One major problem we see in The Voyage of the Dawn Treader film is contention between Edmund and Caspian. Though most likely enchanted by the magic around Deathwater, Edmund tells Caspian, “I’m not your subject.” Caspian replies with, “You’ve been waiting for this, haven’t you? To challenge me? You doubt my leadership?” — his words signifying the tension that had been arising between them. The fight continues, one of Edmund’s lines being: “I’m tired of playing second fiddle. First it was Peter and now it’s you!” It is odd that Edmund would say this about Peter. At this particular scene in the book, it is Caspian who is more on the offensive, threatening the others to silence about the pool on Deathwater, while Edmund stands up against him saying, “Who are you talking to?…I’m no subject of yours. If anything it’s the other way round. I am one of the four ancient sovereigns of Narnia and you are under allegiance to the High King my brother.” Edmund, even showing respect to Peter’s title, knew that he was not Caspian’s subject — however, he never held this against Caspian as in a way to take over Caspian’s position or in a way that showed he was jealous. The filmmakers possibly took this in a way so as to make Edmund have an inferiority complex while aboard the Dawn Treader.

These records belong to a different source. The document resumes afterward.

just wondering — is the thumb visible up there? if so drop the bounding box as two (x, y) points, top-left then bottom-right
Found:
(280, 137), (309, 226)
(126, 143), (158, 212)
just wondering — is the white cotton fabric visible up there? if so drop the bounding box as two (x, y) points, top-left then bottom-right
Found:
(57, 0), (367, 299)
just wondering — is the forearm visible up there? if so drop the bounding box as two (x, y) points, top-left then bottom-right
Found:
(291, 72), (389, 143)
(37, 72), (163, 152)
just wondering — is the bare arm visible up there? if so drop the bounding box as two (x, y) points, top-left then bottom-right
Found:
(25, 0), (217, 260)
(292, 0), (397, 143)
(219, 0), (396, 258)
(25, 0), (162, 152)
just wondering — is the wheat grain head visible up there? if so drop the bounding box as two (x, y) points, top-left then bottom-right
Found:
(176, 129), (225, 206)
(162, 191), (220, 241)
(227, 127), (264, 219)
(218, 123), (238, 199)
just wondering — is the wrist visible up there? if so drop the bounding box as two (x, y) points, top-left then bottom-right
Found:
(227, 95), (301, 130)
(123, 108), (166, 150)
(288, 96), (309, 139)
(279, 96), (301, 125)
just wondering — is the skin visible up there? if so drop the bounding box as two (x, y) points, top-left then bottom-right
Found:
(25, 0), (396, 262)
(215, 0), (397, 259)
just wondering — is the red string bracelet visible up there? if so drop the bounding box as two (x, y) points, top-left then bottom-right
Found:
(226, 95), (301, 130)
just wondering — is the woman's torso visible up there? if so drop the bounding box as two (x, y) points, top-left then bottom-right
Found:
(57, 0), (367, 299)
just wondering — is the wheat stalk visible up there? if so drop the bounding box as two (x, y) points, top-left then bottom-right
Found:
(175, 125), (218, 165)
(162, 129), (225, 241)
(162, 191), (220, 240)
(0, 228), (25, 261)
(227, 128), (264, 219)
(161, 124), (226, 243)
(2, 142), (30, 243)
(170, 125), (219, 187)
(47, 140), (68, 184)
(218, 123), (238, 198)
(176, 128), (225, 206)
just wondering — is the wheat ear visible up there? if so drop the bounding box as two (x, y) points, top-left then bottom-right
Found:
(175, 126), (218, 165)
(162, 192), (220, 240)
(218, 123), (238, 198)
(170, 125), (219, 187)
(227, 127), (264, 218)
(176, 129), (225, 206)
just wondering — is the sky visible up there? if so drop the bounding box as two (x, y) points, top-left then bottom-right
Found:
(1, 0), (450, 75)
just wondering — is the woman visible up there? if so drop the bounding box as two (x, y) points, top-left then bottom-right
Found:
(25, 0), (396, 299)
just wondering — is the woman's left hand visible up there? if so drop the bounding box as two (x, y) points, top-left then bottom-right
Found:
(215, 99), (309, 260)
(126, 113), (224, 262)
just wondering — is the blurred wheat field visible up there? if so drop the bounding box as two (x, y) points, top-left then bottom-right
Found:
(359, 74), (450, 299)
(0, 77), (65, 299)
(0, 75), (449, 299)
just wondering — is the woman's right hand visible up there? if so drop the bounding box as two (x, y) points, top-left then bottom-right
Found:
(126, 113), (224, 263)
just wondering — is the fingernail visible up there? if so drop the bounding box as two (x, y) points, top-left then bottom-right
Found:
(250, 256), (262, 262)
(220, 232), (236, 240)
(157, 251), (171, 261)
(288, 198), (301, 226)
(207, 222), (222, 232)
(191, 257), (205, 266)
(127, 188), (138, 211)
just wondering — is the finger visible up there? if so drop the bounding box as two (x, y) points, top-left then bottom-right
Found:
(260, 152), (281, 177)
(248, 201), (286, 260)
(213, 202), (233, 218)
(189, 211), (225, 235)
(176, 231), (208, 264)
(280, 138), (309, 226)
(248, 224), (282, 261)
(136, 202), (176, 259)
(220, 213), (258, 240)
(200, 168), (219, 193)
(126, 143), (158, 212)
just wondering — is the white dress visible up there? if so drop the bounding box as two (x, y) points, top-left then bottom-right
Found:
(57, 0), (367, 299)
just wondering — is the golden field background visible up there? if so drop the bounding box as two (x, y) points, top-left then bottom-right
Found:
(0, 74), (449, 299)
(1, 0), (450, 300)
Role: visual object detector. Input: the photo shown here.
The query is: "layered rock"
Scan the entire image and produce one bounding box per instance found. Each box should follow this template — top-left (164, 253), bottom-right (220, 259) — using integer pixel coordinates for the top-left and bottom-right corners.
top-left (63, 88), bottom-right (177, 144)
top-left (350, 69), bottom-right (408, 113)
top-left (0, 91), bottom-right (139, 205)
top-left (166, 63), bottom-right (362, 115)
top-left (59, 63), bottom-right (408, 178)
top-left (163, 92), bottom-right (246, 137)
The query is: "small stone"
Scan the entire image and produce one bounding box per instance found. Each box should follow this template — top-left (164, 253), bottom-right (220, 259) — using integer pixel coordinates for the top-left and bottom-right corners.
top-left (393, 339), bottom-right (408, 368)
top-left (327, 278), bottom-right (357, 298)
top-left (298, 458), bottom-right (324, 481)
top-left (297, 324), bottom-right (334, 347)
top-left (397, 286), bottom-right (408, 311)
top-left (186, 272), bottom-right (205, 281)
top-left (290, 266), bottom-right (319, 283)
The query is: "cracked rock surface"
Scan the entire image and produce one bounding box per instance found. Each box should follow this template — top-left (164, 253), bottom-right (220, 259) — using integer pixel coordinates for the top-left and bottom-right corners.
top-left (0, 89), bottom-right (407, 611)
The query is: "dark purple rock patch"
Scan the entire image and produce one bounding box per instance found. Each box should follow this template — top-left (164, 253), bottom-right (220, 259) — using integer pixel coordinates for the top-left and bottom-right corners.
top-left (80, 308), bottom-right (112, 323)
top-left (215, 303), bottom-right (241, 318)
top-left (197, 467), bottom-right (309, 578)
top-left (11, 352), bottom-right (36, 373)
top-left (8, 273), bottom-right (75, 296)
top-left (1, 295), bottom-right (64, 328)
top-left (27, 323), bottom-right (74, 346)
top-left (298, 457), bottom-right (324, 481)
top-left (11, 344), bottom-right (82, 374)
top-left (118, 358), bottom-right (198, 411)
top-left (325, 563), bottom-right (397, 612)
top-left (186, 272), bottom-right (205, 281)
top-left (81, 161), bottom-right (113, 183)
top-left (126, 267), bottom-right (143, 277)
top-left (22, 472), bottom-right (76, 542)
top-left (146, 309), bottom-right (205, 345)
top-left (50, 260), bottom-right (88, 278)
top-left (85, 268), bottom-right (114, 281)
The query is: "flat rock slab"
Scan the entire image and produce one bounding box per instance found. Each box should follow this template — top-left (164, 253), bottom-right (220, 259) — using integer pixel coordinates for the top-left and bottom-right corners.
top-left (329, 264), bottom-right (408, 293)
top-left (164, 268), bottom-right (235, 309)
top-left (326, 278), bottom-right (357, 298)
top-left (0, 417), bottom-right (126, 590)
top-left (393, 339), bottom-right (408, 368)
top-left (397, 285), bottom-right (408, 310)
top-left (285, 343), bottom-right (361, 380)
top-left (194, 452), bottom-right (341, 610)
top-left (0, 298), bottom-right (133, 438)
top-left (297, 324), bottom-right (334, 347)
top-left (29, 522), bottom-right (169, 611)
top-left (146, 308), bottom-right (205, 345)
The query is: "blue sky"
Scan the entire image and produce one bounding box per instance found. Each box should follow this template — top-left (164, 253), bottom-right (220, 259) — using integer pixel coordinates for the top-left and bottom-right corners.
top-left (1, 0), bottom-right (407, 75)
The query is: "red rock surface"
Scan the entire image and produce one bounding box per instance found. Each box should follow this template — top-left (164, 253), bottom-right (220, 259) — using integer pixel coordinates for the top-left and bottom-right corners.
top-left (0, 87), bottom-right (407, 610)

One must also mention the certain green mist that acts as a worst fear or temptation to the characters throughout the film. Edmund keeps seeing the White Witch over and over again in the mist, haunting him and asking him to be on her side once again. This is not the only time the White Witch has reappeared in a Narnia film. There is a scene in Prince Caspian where Nikabrik, along with a Hag and Were-Wolf, nearly bring the White Witch back from the dead. Edmund is not fooled by the Witch’s words, although Caspian and Peter are nearly caught under her spell. “I know. You had it sorted.” Edmund tells Peter after he stabs through the ice enclosing the White Witch, ending the enchantment. The way the Witch continues to be a type of fear for Edmund is not in keeping with the second film of the series nor with his character in the books. A quote from The Lion, the Witch and the Wardrobe book sums up Edmund’s feelings after Aslan saves him from the Witch: “But Edmund had got past thinking about himself after all he’d been through and after the talk he’d had that morning. He just went on looking at Aslan. It didn’t seem to matter what the Witch said.” It is not, however, as if Edmund is in denial for the rest of the series. We see a scene in The Horse and His Boy where Edmund considers who he had once been: “‘But even a traitor may mend. I have known one that did.’ And he looked very thoughtful.”
Edmund is a hard character to nail down, as we see many changes in him throughout the series. What do you think are some major differences or commonalities between the Edmund of the book and the character of the films?